2. I am a Relational Being
In this section I am going to situate myself, describe who I am and where some of my values and assumptions have developed. Let me begin by describing myself as a white, heterosexual woman. I come from what some would describe as middle class. I am educated and work to support myself and my family (that, as I write this, consists of two cats and a dog). I have no children and have been divorced since the year 2000.
Currently, my job is in transition. I used to work at a large mental health centre in Ontario, Canada, which employed a varied group of professionals, nurses, occupational therapist, social workers, doctors, psychiatrists, and others who work with the ‘patients’ and their families. This regional mental health facility has introduced the idea of ‘recovery’ that supports patients in their journey of claiming their lives back from ‘mental illness.’
I have divided my life into four sections. These include the first twenty-years, then college, obtaining my undergrad degree until my divorce (about twelve years), the next eight years and then to the present which brings me to this project and beyond.
This is by no means a full biography or curriculum vitae, this is simply highlighting some of the transformative moments in my life where I changed directions or had an epiphany.
Part One (1962-1982)
Allow me to backtrack a little, or maybe a lot. I identify myself as an ‘army brat’. My father was in the armed forces. He and my mother met and married in England (they were both in the Canadian military at that time). My eldest brother was born there and then shortly after, my father was stationed to a small town in Saskatchewan where the rest of us were born. I am the youngest of four. By the time I was twelve, we had lived in three places in Canada, and although we did not move around very often, many of our neighbours on the army bases did. Friends came and went, there were always new faces at school in September and new kids on the block to play with. I learned early in life to be welcoming to the newcomer. It was also very challenging to maintain connection with young friends who might not be around for very long. Changing community and friendship was the ‘name of the game’ but the one consistency in my life is the fact that we were Roman Catholic. As a child, it did not matter where we were, we went to church and I found a sense of belonging.
Then my father retired from the service. We moved to Barrie, Ontario and in grade 5, I became the new kid. I went to a Catholic school and many of the students had known each other since Kindergarten. They had a common history that I did not share. I was not accepted. There were the occasional new-comers and if I befriended them, they quickly learned that the others did not like me and, so they rejected me as well. I was teased and bullied frequently. I had one friend at school, but it was difficult for me on days she was ill and not at school. I had a friend from my neighbourhood, but she went to a different school. These facts left me at the hands of the bullies frequently.

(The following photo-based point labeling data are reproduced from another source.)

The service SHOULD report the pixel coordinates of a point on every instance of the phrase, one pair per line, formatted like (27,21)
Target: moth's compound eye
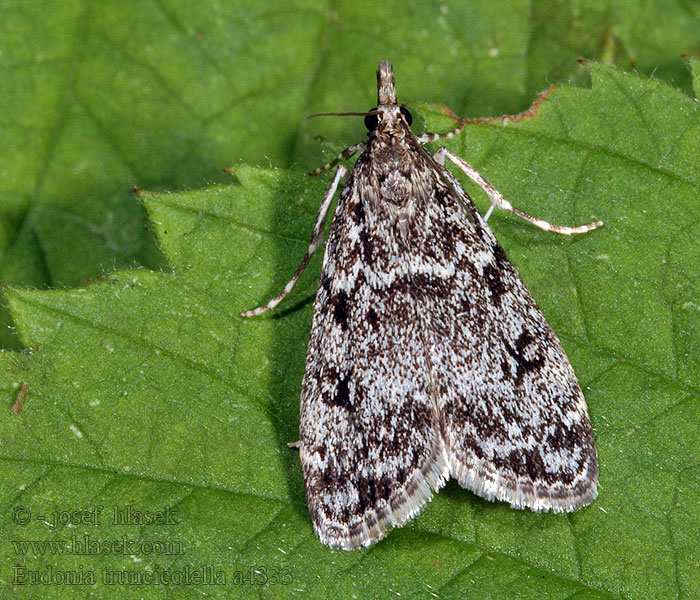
(371,121)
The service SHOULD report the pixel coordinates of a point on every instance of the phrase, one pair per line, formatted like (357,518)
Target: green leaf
(99,97)
(147,390)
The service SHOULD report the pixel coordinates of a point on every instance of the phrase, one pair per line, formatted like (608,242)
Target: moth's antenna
(367,114)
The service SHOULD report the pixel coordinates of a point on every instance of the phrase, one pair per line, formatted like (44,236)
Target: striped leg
(316,241)
(497,198)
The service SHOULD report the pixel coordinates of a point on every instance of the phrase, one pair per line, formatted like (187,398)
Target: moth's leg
(316,240)
(497,198)
(426,138)
(347,153)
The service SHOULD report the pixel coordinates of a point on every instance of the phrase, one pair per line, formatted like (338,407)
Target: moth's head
(387,118)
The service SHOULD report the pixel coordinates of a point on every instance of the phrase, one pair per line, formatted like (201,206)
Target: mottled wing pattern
(371,449)
(514,419)
(429,357)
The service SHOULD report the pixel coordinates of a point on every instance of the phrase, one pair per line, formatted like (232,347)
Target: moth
(428,357)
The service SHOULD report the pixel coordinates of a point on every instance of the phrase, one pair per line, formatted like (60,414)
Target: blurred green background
(179,401)
(99,97)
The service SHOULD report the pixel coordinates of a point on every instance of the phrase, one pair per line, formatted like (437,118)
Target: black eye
(371,121)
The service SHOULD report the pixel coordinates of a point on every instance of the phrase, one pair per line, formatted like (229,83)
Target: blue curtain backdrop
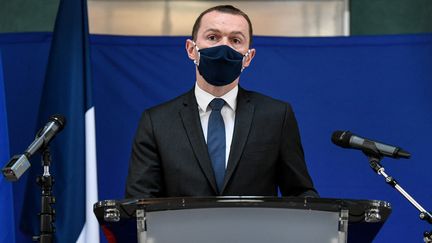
(379,87)
(7,233)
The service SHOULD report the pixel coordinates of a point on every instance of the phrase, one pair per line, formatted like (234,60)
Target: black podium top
(366,217)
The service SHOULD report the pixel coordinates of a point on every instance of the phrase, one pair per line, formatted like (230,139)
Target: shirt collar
(204,98)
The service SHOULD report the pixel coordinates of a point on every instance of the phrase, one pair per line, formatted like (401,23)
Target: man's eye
(211,37)
(236,41)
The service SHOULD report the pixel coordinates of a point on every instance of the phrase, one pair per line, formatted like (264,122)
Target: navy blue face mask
(220,65)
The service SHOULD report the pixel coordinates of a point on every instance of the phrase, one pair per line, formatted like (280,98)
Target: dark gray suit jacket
(170,159)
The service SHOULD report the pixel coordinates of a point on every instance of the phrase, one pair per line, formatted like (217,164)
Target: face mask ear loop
(245,56)
(199,55)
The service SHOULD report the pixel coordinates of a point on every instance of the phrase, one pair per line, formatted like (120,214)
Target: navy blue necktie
(216,140)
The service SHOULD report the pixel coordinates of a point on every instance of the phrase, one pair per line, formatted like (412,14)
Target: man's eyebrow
(232,33)
(238,33)
(212,30)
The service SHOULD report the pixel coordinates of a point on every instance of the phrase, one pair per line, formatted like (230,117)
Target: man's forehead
(224,22)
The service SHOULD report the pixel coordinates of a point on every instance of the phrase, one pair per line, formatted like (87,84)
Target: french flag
(68,91)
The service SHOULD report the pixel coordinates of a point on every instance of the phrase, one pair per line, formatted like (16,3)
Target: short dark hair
(223,9)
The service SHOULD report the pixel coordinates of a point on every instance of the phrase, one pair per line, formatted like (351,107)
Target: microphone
(18,164)
(346,139)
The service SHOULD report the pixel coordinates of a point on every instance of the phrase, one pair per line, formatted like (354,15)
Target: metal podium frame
(241,219)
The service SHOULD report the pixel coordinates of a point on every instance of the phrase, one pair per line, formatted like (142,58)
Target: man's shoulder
(260,99)
(175,103)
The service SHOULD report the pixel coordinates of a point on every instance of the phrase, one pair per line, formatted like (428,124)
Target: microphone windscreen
(59,119)
(342,138)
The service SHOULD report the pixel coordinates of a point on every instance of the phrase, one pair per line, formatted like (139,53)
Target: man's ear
(191,50)
(249,58)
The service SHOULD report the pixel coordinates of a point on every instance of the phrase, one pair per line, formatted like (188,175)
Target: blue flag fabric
(68,91)
(7,232)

This continued into high school. The bullying intensified, and I switched schools in the middle of Grade 12. I was given the opportunity to attend University a year early and I knew (or thought I knew) that I wanted to go into computers and mathematics. Two years later, I switched to a local community college (in Barrie), lived with my parents and got a general diploma. I studied early childhood education, mathematics, computers, drama and counselling. I came to understand that I really wanted to be a therapist and help others.
I believe that it was all these frequent changes and subsequent isolation that began the sense of being one voice.
Part Two (1982-2002)
I moved to Toronto, worked for two years at a bank and then started Social Work at Ryerson. I started in 1984 and graduated in 1997. I got married in 1988, and helped raise two step children, worked full-time, and learned how to run a small business for my husband. It was a journey fraught with a great deal of stress and personal growth.
I was also working full time during this time for the Society of St. Vincent de Paul, a Catholic Organization in Toronto who provided many services to people marginalized by mainstream society. In this position, and through my student placements, I developed an understanding of how people can be misunderstood and through no fault of their own, wind up struggling for the necessities of life.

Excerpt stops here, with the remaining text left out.